Но Вильхельм не мог спать — переднее сиденье было слишком узкое, спинка его отвесно поднималась к облучку. Когда коляска раскачивалась и кренилась сильнее обычного, Вильхельм терял равновесие. Несколько раз ему хотелось обернуться и расспросить возницу, сидевшего на облучке, о местах, мимо которых они проезжали, но разговаривать, задрав голову вверх, было неловко, к тому же он боялся разбудить спящих. Пусть лучше спят, а то еще заведут с ним беседу.

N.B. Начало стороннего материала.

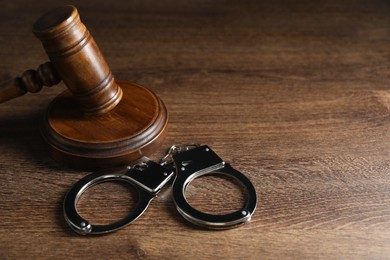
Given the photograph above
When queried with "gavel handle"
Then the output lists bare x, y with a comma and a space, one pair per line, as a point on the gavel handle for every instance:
30, 81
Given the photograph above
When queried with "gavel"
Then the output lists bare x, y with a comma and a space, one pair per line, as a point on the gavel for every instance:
98, 122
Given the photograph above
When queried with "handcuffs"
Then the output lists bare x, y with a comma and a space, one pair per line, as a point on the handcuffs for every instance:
148, 177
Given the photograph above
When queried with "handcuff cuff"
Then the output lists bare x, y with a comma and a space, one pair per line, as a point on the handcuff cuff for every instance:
148, 178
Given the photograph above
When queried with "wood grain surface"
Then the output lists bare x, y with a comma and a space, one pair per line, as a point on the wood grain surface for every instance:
295, 94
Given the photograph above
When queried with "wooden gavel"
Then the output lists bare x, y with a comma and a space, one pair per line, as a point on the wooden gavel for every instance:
98, 122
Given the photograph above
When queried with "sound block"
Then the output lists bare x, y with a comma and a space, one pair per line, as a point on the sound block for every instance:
134, 128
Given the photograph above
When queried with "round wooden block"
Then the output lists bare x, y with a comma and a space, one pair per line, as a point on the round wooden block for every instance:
134, 128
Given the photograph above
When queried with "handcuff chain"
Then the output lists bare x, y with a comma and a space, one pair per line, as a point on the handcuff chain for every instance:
167, 159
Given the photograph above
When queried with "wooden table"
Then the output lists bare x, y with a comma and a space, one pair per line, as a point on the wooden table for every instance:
295, 94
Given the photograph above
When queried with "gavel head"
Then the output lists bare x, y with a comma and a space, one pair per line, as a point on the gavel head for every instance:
99, 122
78, 60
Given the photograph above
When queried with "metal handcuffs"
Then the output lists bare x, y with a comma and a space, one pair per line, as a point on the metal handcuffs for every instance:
148, 177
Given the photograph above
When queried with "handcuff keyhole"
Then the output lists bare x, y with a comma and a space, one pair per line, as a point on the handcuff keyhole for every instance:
107, 202
216, 194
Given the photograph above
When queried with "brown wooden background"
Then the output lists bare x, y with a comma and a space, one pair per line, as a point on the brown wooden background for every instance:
295, 94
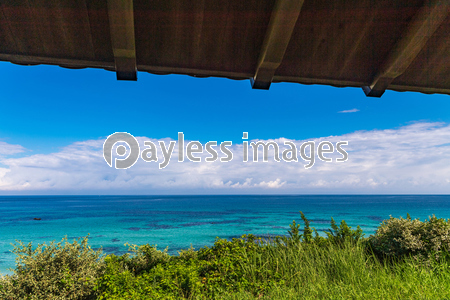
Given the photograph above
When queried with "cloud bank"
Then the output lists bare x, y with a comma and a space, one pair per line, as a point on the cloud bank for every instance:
410, 159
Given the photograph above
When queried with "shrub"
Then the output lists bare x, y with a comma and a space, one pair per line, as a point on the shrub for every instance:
406, 237
338, 234
57, 271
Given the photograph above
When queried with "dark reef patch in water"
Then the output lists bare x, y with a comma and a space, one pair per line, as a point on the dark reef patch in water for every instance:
375, 218
134, 228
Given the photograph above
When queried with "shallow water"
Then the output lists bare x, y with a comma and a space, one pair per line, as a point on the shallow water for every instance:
179, 221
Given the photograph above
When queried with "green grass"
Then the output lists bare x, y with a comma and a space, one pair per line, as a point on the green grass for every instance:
300, 266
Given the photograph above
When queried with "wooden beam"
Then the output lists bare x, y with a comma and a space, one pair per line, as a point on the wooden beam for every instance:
121, 24
281, 25
421, 28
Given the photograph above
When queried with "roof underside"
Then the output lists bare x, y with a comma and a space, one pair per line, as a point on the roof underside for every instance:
377, 44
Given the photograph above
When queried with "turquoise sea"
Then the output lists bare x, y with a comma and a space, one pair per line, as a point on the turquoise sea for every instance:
180, 221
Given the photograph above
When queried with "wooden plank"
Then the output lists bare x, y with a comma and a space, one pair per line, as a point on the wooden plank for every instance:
281, 25
121, 24
421, 28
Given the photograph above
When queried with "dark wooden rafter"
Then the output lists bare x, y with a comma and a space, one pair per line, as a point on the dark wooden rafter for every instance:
281, 25
421, 28
121, 23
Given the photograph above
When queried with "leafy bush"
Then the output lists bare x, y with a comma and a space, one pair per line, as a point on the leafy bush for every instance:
338, 234
57, 271
406, 237
297, 266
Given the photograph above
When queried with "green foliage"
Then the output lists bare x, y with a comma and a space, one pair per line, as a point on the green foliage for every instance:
399, 238
57, 271
302, 265
338, 234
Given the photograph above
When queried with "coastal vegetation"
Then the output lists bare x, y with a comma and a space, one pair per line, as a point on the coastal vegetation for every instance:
404, 259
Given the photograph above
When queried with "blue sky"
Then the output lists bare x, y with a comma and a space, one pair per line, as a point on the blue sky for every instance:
46, 109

Его преследовала одна мысль, и он пытался понять, что должен чувствовать человек, узнавший, какие ужасные слухи ходят о его родителях. Когда мадам Даббелстеен начала кричать, смысл ее слов поначалу не произвел на него никакого впечатления, ему просто было неприятно видеть эту обезумевшую женщину, видеть, как старухи дрались друг с другом, а ведь было похоже, что его бабушка и мадам Даббелстеен и впрямь дрались. Лишь потом до него дошло, о чем, собственно, говорила мадам Даббелстеен. Конечно, это неправда, он не верил ее историям. Ведь все это случилось почти пятьдесят лет назад. Вильхельм был бы не в силах постичь, что нечто случившееся так давно могло оказаться правдой, если бы не господин Даббелстеен! Вильхельм не мог забыть, в каком отчаянии учитель был в ту ночь, когда они заблудились и приехали в Люнде… Он помнил крупное, грозное лицо своей бабушки, стоявшей в ночной сорочке и надетой сверху зеленой шелковой кацавейке, в которой она была похожа на гору. Вирсавия, Вирсавия, жена царя Давида! — кричал ей Даббелстеен, и бабушка возвышалась над ним грозная, как гора… Теперь-то Вильхельму было ясно, что Даббелстеен намекал на что-то услышанное им от своей матери. И даже если все это была совершенная галиматья!.. Воспоминание о громоздкой фигуре бабушки и о собственном страхе, вызванном предчувствием чего-то ему неизвестного, до омерзения отчетливо запечатлелось в его памяти. Как бы там ни было, а с этой грузной старой женщиной было связано много тайн. Одного того, что она четыре раза выходила замуж и ее мужья явились из разных слоев общества, дабы нити их жизней сошлись в ее руке, было достаточно, чтобы связать с ее грозным образом такие мысли и догадки, что Вильхельму было ясно: он уже не сможет думать о своей бабушке без чувства стеснения и неуверенности.
Время от времени он украдкой поглядывал на спящую матушку. Она-то не могла думать, что все это правда… Ведь тогда она была бы дочерью коварного убийцы и неверной жены… Нет, это не укладывалось в мыслях!.. И опять Вильхельма обжег страх и заныло сердце — а вдруг матушка узнает, что он подслушивал, спрятавшись за дровами! Конечно, она этого не узнает, но ведь пока они живы, он всегда будет помнить, что она таит мысли, не ведая, что ему известно о них…
Он поднял глаза на блестящую от влаги горную стену, под которой они проезжали. Подушки мха, пятна лишайника, водяные пряди, струящиеся по скалам, темнеющим на красновато-ржавом фоне, — именно такой рыхлый камень они любили ковырять в детстве. Колеса подпрыгивали на колдобинах, проваливались в глубокую грязь — лошади напрягали все силы, коляска покачивалась, и те двое в своих углах под поднятым верхом слегка шевелились во сне. Вильхельм озяб.